Exclusive GPs have helped force the Government into a U-turn on the use of any qualified provider, with commissioners now entitled to decide if and when they open up services to competition.
Pulse first revealed back in October that the Department of Health was reviewing its policy of opening up community and mental health services under AQP after primary care groups including the NAPC and NHS Alliance raised concerns that it was being ‘foisted’ upon GPs.
The row came after PCT clusters were controversially asked to select three services to open up under AQP this year, leading to concerns that commissioners were being forced to use competition even where not appropriate under ‘bonkers’ DH rules.
Health secretary Andrew Lansley signalled the shift in a letter to CCGs earlier this week, which said commissioners would not be forced to subject services to competition, with the final choice always resting with commissioners.
In an exclusive interview with Pulse, Dr Charles Alessi, NAPC chair and a member of the Clinical Commissioning Coalition run jointly with the NHS Alliance, said GP leaders had managed to talk the Government into a rethink on the policy, to enable CCGs to decide whether to use AQP to stimulate competition.
Dr Alessi said: ‘Through a lot of discussion with the Department of Health and the coalition, together with the RCGP and Family Doctor Association, we have reached a position where perhaps people feel comfortable. We have a process which we can use in a way which is sensitive, doesn’t fragment the market and gives clinical commissioners the ability to make the changes they need for their population.’
‘It is the commissioner that makes all the decisions on whether they should use AQP, whether they should use tendering or whether they should not use competition at all. Post 2013, the decision will be the CCGs’ and the CCGs’ alone. There will not be the diktat, they will make that decision based on their population and their health needs assessment.’

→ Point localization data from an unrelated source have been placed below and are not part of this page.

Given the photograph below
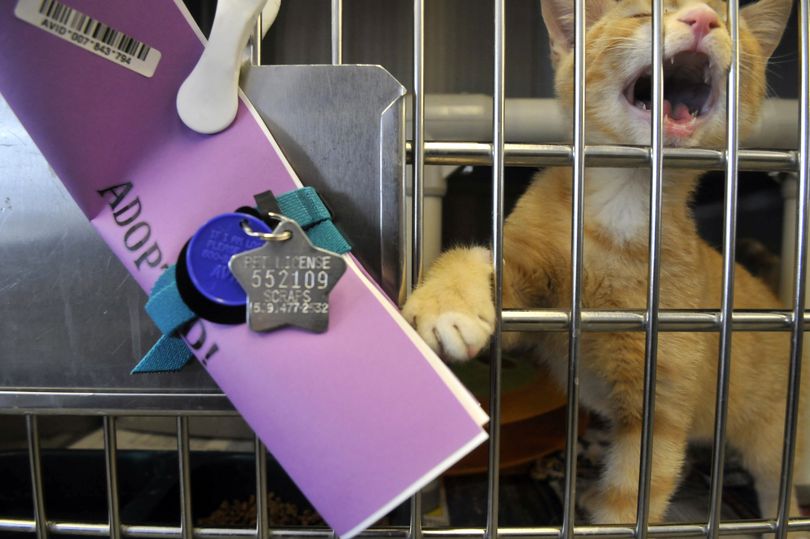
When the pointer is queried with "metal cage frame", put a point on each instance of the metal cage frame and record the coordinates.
(575, 320)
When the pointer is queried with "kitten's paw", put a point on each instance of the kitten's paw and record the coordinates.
(453, 310)
(455, 336)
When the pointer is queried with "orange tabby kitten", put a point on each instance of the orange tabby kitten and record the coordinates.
(453, 309)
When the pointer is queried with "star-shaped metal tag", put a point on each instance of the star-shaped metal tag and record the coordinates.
(288, 281)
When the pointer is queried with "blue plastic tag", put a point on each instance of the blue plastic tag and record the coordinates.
(211, 248)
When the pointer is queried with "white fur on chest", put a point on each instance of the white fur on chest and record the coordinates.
(618, 201)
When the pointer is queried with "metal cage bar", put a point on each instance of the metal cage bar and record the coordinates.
(550, 532)
(35, 459)
(577, 226)
(727, 300)
(538, 155)
(636, 320)
(418, 155)
(184, 464)
(111, 462)
(800, 282)
(262, 524)
(418, 192)
(337, 32)
(498, 103)
(654, 270)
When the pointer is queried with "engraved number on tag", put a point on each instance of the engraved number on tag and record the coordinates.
(288, 281)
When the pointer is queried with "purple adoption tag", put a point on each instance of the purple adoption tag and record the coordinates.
(211, 248)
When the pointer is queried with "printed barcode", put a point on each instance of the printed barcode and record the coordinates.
(89, 33)
(80, 22)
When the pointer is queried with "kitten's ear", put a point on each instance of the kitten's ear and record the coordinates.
(766, 20)
(559, 18)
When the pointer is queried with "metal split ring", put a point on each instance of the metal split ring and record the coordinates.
(268, 236)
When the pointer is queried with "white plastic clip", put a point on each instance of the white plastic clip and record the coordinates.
(207, 100)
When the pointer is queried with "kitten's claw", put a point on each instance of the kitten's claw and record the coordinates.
(455, 320)
(461, 336)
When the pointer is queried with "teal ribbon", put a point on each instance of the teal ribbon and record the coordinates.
(170, 313)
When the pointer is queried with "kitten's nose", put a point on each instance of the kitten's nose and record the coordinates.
(702, 19)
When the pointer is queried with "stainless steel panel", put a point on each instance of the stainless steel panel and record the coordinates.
(341, 128)
(71, 318)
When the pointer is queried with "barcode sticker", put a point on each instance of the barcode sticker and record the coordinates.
(89, 34)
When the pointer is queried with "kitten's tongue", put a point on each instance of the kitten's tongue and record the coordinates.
(680, 114)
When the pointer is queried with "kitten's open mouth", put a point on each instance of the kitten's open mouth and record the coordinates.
(687, 91)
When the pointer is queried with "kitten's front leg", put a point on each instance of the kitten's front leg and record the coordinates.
(453, 309)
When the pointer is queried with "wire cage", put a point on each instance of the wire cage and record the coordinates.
(531, 149)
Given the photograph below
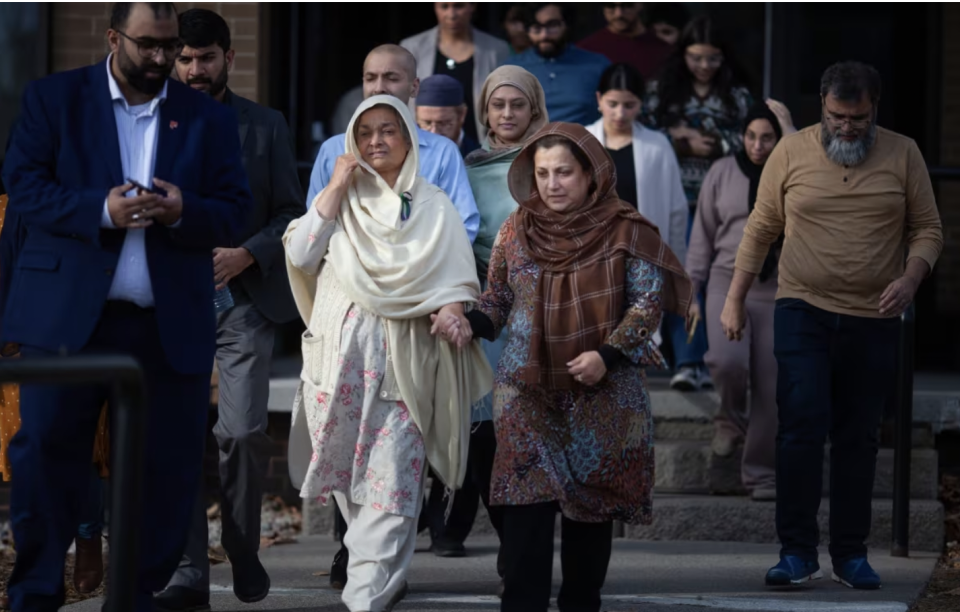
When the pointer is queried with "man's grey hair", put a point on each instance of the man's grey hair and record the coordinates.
(849, 81)
(406, 58)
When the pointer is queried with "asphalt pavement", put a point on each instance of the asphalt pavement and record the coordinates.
(643, 577)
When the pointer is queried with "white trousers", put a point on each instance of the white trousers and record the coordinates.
(381, 546)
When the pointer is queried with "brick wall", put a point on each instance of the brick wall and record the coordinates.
(948, 276)
(79, 37)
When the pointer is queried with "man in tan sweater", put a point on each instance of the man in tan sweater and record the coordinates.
(861, 228)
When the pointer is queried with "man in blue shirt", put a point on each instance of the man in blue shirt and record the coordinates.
(392, 70)
(569, 75)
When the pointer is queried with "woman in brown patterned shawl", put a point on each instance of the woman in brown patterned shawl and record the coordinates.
(579, 279)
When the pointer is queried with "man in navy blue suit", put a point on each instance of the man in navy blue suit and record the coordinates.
(106, 267)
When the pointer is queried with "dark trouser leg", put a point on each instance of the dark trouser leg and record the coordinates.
(456, 528)
(804, 340)
(528, 557)
(193, 572)
(244, 348)
(50, 458)
(865, 367)
(584, 556)
(483, 448)
(59, 425)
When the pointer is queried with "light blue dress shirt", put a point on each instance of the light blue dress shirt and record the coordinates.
(569, 82)
(440, 164)
(137, 128)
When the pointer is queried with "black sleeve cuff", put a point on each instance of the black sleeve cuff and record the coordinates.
(481, 325)
(611, 356)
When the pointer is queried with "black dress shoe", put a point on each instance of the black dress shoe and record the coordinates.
(448, 549)
(338, 571)
(250, 581)
(181, 599)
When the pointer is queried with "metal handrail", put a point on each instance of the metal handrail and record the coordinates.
(903, 436)
(127, 411)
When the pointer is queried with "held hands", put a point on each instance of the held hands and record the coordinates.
(897, 296)
(131, 213)
(343, 171)
(733, 319)
(229, 263)
(452, 325)
(587, 369)
(328, 202)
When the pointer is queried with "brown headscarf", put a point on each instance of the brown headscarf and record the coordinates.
(582, 253)
(515, 76)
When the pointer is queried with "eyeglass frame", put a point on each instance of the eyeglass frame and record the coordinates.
(858, 124)
(553, 26)
(150, 54)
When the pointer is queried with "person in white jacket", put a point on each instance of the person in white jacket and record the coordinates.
(648, 174)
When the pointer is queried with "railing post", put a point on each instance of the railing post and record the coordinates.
(903, 436)
(126, 456)
(127, 425)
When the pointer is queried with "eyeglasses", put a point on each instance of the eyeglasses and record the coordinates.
(551, 27)
(837, 121)
(148, 47)
(442, 126)
(710, 60)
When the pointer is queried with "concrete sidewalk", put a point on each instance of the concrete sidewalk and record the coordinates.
(643, 577)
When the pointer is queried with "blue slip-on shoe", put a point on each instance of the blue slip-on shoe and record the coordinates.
(792, 571)
(856, 574)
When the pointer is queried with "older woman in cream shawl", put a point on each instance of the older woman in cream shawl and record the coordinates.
(378, 252)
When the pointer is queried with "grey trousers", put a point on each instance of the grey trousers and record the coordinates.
(742, 369)
(244, 348)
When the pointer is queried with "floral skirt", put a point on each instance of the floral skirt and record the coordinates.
(366, 448)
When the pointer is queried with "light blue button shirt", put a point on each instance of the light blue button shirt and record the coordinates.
(137, 128)
(440, 164)
(569, 82)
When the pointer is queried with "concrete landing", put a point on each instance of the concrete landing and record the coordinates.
(643, 577)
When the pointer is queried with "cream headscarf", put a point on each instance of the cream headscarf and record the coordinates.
(514, 76)
(403, 271)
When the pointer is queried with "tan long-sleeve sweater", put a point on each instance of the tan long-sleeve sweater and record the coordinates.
(849, 230)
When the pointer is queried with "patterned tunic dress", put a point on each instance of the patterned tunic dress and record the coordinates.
(366, 448)
(589, 449)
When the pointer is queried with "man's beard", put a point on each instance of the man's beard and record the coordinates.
(559, 45)
(137, 75)
(845, 153)
(215, 86)
(626, 26)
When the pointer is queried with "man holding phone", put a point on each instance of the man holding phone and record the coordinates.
(106, 267)
(255, 272)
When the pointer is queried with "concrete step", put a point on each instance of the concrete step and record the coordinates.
(722, 519)
(738, 519)
(689, 416)
(690, 467)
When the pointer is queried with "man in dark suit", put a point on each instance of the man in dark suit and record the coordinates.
(106, 267)
(255, 273)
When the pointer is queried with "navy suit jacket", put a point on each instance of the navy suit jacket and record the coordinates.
(64, 158)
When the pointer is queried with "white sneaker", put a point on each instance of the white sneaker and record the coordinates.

‘Theoretically one could see complete fragmentation happening [under the old plans]. Now we have a process which makes it clear that that doesn’t need to happen, and actually, that won’t happen.’
A Department of Health spokesperson said: “We have consistently said that competition should always be in the interests of patients, not an end in itself. It has always been our position that clinical commissioners should decide these things, because they are best placed to understand both their patients’ needs and where competition can be used to improve services.
‘It will be for CCGs to decide in which services they want to introduce a choice of any qualified provider, reflecting local needs, the quality of existing services and patients’ views. The onus will be on commissioners to act transparently and to justify their decisions in terms of benefits to patients.’